Vormen van Adverbs Oefening 3

Je gebruikt adverbs (of bijwoorden) om meer informatie te geven over werkwoorden, adjectieven of andere adverbs.

Adverbs lijken op adjectieven en zijn soms zelfs hetzelfde, maar meestal moet je adjectief aanpassen om het adverb te bekomen. De basisregel om bijwoorden te vormen is <ly> toevoegen aan het adjectief. Hier heb je meer uitleg over het vormen van adverbs.

Dit is een oefening waarin je het adverb op de juiste manier moet vormen.

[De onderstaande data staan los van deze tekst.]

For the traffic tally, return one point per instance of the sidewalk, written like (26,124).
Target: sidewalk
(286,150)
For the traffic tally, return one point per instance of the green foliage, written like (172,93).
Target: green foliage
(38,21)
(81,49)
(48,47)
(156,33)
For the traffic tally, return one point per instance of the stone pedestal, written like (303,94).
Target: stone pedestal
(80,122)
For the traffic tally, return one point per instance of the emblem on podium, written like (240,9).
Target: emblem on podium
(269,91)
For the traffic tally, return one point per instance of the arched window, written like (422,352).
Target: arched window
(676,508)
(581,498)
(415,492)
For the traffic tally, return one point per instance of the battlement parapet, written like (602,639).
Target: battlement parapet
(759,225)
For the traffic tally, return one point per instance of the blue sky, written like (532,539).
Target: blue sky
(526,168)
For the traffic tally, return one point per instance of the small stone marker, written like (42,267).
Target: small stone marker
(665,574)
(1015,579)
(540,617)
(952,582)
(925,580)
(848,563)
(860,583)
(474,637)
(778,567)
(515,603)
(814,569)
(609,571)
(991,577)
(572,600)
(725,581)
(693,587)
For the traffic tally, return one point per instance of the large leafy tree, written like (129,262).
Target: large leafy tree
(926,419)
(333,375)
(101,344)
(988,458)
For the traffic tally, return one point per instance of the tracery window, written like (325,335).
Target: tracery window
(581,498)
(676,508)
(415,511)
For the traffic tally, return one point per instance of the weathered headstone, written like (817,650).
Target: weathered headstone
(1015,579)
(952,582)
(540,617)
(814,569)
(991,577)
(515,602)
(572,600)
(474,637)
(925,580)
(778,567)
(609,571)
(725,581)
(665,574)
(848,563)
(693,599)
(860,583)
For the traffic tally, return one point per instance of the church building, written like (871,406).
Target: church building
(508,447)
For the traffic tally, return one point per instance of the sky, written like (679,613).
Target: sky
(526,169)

Hieronder vind je de oefening:

Vormen van Adverbs Oefening 3

Vervolledig onderstaande zinnen door het bijwoord (adverb) te vormen.
1.
She listened (attentive) to the lecture.
2.
The bird sang (melodious) in the morning.
3.
He acted (natural) in front of the camera.
4.
She smiled (warm) at her friend.
5.
The river flowed (peaceful) through the valley.
6.
He spoke (confident) in front of the crowd.
7.
She danced (energetic) at the party.
8.
She practiced (regular) to improve her skills.
9.
He thought (deep) about his next move.
10.
The storm raged (fierce), causing damage.